Non-Pharm management

  • Diet and Nutrition:
    • Adequate calcium and vitamin D intake: Ensure you are getting enough calcium and vitamin D in your diet, as these are essential for bone health. Dairy products, green leafy vegetables, fortified foods, and supplements can help meet your needs.
  • Weight Management:
    • Maintaining a healthy weight: Achieving and maintaining a healthy weight can reduce the stress on your bones and joints, which is important when dealing with Paget’s disease.
  • Physical Activity:
    • Weight-bearing exercises: Engaging in weight-bearing exercises like walking, hiking, dancing, and strength training can help improve bone density and strength. However, it’s essential to consult your healthcare provider before starting any new exercise regimen, as they can provide guidance on what activities are safe for your specific condition.
  • Assistive Devices:
    • Use of assistive devices: If Paget’s disease has affected your mobility or caused joint pain, using assistive devices like canes, walkers, or orthopedic supports may help improve your quality of life.
  • Pain Management:
    • Heat and cold therapy: Applying heat or cold packs to areas of pain or inflammation can provide temporary relief from discomfort.

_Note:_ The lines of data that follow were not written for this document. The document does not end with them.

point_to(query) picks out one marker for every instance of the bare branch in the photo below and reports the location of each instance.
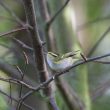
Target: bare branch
(29, 107)
(59, 74)
(13, 31)
(98, 42)
(12, 13)
(12, 72)
(22, 44)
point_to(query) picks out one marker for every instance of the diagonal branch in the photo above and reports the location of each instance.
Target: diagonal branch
(27, 106)
(59, 74)
(98, 42)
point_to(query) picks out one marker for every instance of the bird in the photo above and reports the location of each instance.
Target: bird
(58, 63)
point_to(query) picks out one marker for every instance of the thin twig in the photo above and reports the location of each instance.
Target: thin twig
(22, 44)
(13, 31)
(98, 42)
(89, 23)
(59, 74)
(99, 91)
(29, 107)
(18, 82)
(8, 9)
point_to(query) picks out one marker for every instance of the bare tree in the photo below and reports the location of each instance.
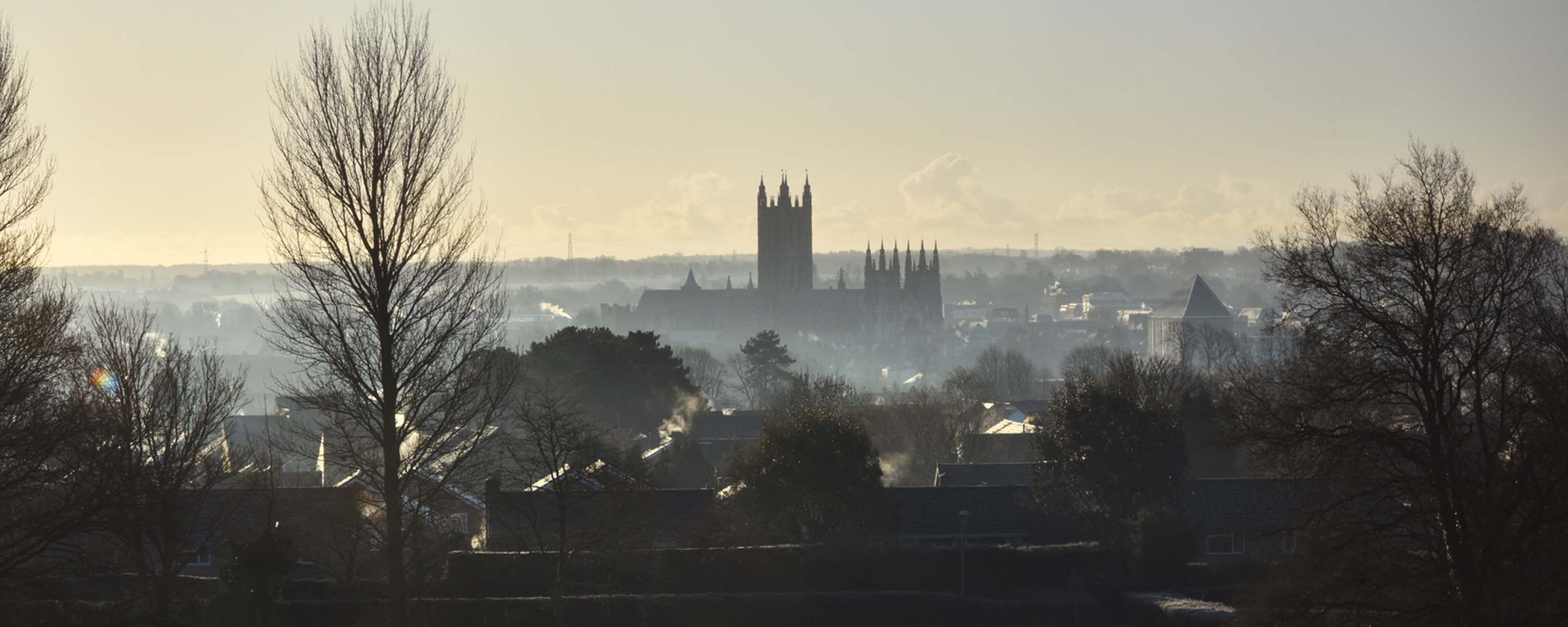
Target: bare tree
(26, 171)
(45, 485)
(705, 371)
(998, 375)
(918, 428)
(163, 407)
(388, 291)
(1415, 396)
(554, 451)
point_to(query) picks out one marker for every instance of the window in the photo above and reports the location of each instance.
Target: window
(1222, 542)
(200, 557)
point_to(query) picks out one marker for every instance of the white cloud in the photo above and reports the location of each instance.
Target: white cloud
(694, 214)
(1222, 214)
(946, 195)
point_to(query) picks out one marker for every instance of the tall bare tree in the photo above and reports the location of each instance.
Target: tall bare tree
(162, 407)
(388, 291)
(1415, 396)
(43, 441)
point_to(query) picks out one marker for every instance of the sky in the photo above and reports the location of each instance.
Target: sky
(642, 127)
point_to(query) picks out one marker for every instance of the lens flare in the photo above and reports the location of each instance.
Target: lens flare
(106, 380)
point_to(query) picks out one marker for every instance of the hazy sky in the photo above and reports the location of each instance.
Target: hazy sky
(642, 127)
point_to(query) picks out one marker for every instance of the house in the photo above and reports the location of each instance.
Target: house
(998, 447)
(327, 527)
(1246, 519)
(977, 515)
(624, 519)
(1004, 474)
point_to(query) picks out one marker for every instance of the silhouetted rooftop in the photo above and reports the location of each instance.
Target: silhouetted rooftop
(1194, 300)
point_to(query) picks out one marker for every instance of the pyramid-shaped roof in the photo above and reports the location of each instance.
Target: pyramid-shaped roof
(1194, 300)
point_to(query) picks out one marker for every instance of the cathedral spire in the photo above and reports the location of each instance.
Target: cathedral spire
(806, 195)
(895, 266)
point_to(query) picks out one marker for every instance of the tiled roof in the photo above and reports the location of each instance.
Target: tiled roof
(745, 425)
(1006, 474)
(998, 447)
(934, 512)
(1247, 502)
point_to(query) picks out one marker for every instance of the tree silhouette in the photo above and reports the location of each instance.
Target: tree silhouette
(1421, 392)
(386, 287)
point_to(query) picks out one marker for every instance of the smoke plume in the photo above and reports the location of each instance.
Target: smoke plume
(553, 308)
(681, 416)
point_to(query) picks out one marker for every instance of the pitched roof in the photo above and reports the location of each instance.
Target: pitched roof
(1247, 502)
(1004, 474)
(1194, 300)
(715, 425)
(934, 512)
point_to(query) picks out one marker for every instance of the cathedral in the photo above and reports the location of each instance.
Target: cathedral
(901, 302)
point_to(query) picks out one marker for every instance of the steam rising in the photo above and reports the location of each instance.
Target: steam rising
(895, 468)
(553, 308)
(679, 419)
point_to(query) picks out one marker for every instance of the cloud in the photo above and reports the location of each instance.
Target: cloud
(946, 195)
(692, 214)
(1223, 214)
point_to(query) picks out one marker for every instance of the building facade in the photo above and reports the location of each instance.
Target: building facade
(901, 300)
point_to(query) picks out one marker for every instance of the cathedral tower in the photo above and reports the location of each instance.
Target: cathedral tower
(785, 262)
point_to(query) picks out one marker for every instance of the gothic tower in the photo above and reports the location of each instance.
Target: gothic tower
(785, 262)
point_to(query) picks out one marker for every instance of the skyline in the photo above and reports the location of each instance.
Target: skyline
(640, 129)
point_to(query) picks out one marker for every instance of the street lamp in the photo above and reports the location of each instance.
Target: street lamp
(963, 516)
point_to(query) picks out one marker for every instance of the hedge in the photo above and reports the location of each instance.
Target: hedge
(1006, 573)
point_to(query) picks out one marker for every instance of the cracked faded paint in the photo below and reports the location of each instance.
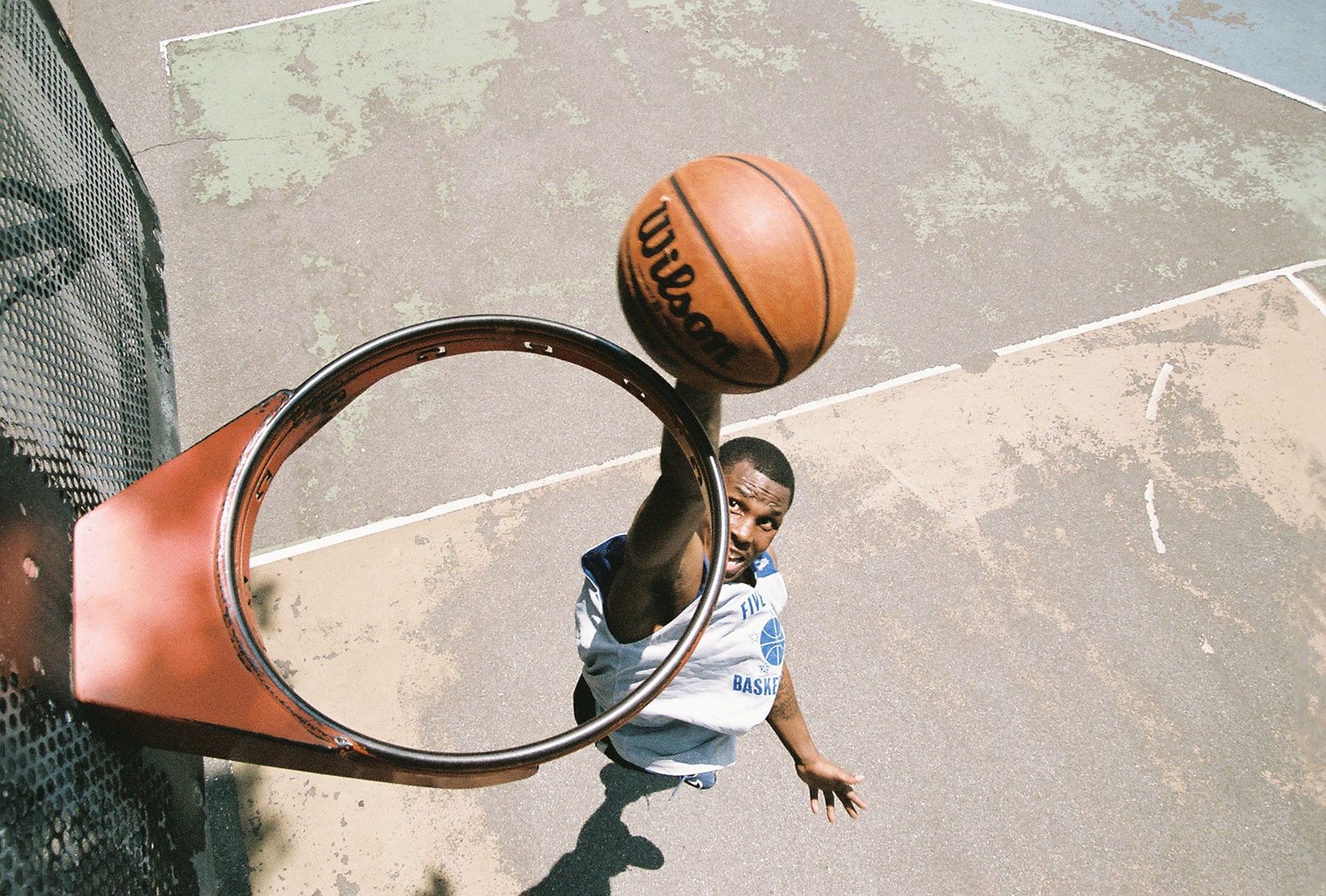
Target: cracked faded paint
(1106, 139)
(282, 104)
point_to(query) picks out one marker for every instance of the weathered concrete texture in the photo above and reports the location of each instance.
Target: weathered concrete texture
(1071, 624)
(329, 178)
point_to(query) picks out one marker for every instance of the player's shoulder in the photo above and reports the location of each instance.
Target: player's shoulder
(602, 562)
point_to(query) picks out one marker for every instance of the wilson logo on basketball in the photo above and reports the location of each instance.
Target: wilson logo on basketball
(656, 236)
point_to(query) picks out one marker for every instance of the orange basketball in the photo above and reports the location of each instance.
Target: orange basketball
(736, 273)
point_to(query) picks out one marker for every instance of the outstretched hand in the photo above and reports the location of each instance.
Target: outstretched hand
(823, 776)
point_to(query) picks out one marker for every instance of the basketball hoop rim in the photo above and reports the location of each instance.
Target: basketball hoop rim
(325, 394)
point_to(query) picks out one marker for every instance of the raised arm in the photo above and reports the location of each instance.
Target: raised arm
(819, 773)
(665, 557)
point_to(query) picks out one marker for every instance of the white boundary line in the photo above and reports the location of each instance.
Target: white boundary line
(1170, 51)
(442, 509)
(999, 4)
(1163, 306)
(1308, 290)
(255, 24)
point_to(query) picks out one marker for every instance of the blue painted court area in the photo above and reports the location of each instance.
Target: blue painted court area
(1279, 42)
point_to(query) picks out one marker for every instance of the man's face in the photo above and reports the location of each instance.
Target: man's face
(756, 507)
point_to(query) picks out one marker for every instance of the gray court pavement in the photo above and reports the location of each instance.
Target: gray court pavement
(983, 617)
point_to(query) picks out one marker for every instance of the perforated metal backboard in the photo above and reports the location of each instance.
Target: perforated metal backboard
(87, 407)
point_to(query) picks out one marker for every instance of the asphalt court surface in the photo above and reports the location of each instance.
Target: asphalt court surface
(983, 619)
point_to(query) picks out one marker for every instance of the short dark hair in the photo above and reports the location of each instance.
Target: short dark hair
(764, 457)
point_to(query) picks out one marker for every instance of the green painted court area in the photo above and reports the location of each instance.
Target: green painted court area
(1061, 599)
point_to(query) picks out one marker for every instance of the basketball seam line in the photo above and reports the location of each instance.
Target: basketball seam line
(727, 272)
(814, 239)
(665, 337)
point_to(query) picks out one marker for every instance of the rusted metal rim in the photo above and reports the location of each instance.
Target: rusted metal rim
(332, 389)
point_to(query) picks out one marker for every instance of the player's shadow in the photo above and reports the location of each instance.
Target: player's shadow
(605, 846)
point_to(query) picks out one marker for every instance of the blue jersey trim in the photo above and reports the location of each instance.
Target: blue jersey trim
(602, 562)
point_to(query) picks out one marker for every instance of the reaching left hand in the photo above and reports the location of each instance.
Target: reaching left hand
(823, 776)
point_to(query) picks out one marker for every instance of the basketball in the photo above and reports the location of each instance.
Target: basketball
(736, 273)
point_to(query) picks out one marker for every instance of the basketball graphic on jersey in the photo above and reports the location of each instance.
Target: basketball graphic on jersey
(771, 643)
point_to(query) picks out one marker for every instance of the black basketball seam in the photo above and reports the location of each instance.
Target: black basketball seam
(666, 337)
(727, 272)
(814, 239)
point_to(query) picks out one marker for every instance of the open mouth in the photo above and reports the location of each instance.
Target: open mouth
(735, 564)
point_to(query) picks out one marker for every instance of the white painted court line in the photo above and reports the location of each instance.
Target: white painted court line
(1309, 292)
(1163, 306)
(1011, 7)
(1151, 515)
(394, 523)
(255, 24)
(1154, 404)
(1170, 51)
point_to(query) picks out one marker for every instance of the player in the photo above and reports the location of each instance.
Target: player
(634, 606)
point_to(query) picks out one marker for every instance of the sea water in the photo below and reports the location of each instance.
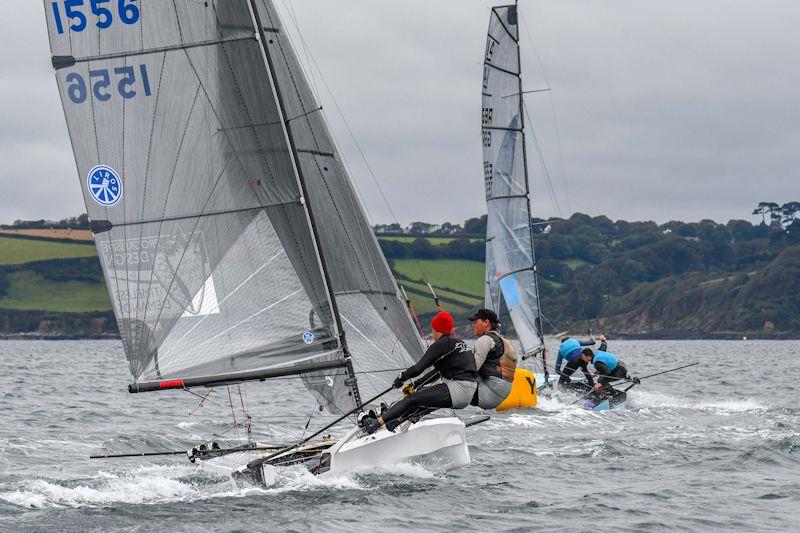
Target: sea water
(713, 447)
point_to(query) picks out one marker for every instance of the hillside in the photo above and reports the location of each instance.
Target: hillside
(52, 287)
(625, 278)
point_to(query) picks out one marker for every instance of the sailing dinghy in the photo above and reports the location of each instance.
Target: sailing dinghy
(512, 286)
(232, 242)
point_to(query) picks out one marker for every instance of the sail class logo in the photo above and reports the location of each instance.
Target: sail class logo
(104, 185)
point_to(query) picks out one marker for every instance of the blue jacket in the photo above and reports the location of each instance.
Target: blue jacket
(609, 359)
(569, 350)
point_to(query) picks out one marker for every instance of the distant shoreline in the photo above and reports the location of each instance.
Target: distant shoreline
(662, 336)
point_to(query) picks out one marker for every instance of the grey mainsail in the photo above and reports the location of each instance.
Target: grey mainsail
(511, 282)
(200, 174)
(380, 334)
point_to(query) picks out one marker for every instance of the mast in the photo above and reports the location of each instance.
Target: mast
(511, 275)
(262, 39)
(540, 326)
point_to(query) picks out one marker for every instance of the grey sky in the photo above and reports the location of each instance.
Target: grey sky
(666, 110)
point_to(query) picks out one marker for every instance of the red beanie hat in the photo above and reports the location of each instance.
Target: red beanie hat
(443, 323)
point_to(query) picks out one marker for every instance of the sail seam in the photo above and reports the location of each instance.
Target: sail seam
(501, 69)
(171, 48)
(205, 214)
(316, 152)
(531, 268)
(506, 196)
(150, 386)
(501, 128)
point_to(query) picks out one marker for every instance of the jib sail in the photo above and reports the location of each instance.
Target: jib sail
(380, 335)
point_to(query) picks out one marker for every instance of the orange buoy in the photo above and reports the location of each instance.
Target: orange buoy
(523, 391)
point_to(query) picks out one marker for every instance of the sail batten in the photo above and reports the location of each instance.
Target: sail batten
(511, 280)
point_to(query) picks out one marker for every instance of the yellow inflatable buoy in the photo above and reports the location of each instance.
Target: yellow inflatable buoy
(523, 391)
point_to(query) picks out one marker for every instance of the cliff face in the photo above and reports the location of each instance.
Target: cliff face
(760, 303)
(53, 325)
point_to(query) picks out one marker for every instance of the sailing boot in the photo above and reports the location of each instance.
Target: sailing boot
(372, 427)
(391, 425)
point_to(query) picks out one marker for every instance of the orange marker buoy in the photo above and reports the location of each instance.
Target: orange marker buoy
(523, 391)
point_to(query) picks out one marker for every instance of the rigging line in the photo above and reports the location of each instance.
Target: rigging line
(553, 111)
(315, 93)
(358, 148)
(306, 48)
(545, 172)
(202, 401)
(233, 411)
(555, 329)
(174, 273)
(261, 421)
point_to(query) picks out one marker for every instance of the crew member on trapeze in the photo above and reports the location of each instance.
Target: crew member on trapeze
(570, 350)
(455, 363)
(495, 358)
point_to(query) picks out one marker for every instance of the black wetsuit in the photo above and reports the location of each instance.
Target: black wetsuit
(453, 360)
(606, 375)
(570, 368)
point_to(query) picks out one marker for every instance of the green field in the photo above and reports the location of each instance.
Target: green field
(436, 241)
(29, 291)
(15, 251)
(459, 275)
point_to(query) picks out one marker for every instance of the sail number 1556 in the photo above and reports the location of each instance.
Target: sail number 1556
(101, 11)
(100, 80)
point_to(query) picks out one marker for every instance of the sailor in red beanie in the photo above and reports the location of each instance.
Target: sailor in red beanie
(455, 364)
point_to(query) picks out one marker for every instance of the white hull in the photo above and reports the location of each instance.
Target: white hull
(439, 443)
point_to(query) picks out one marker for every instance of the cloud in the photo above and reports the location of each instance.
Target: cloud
(665, 110)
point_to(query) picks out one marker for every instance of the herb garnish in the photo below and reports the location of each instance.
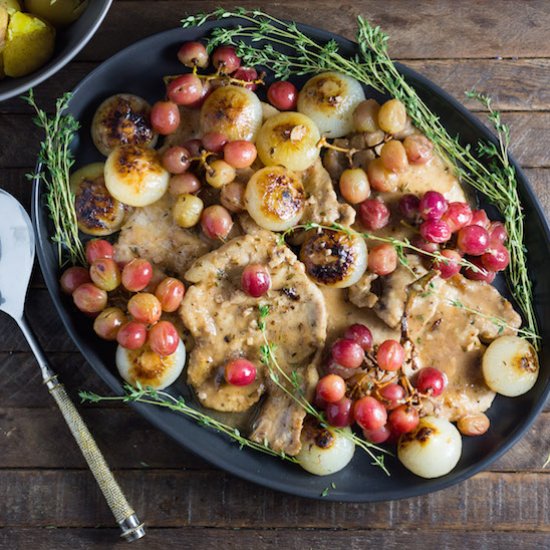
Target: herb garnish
(295, 391)
(56, 160)
(160, 398)
(489, 170)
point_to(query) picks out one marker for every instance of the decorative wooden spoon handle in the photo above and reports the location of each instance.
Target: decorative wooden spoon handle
(125, 516)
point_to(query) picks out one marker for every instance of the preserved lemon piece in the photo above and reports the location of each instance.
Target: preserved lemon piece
(275, 198)
(289, 139)
(29, 45)
(97, 212)
(330, 99)
(59, 13)
(135, 176)
(510, 366)
(232, 111)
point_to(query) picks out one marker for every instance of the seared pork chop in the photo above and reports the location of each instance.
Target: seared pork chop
(223, 321)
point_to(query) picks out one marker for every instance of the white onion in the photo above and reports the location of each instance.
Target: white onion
(232, 111)
(432, 450)
(334, 258)
(289, 139)
(510, 366)
(324, 451)
(135, 176)
(329, 99)
(275, 198)
(149, 368)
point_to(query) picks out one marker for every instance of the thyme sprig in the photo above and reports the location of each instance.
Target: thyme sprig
(56, 160)
(488, 170)
(401, 245)
(291, 385)
(159, 398)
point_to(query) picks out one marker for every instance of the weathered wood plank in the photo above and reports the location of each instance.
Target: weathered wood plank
(530, 133)
(267, 539)
(514, 84)
(172, 498)
(38, 438)
(438, 29)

    • Physical therapy: Physical therapy sessions may help improve joint mobility, reduce pain, and enhance muscle strength.
  • Lifestyle Modifications:
    • Avoiding excessive alcohol: Excessive alcohol consumption can negatively affect bone health, so it’s advisable to limit alcohol intake.
    • Smoking cessation: Smoking can also have adverse effects on bone health, so quitting smoking is beneficial.
  • Fall Prevention:
    • Home safety measures: Make your home safer by removing tripping hazards, installing handrails, and improving lighting to reduce the risk of falls.
  • Regular Monitoring:
    • Follow-up appointments: Regularly visit your healthcare provider for check-ups and monitoring of your Paget’s disease to ensure it is well-managed and complications are detected early.
  • Education and Support:
    • Education: Learn about Paget’s disease, its symptoms, and management strategies. Understanding your condition can empower you to make informed decisions and manage your health effectively.
    • Support groups: Consider joining support groups or seeking counseling to connect with others who have Paget’s disease. Sharing experiences and information with others can provide emotional support and practical insights.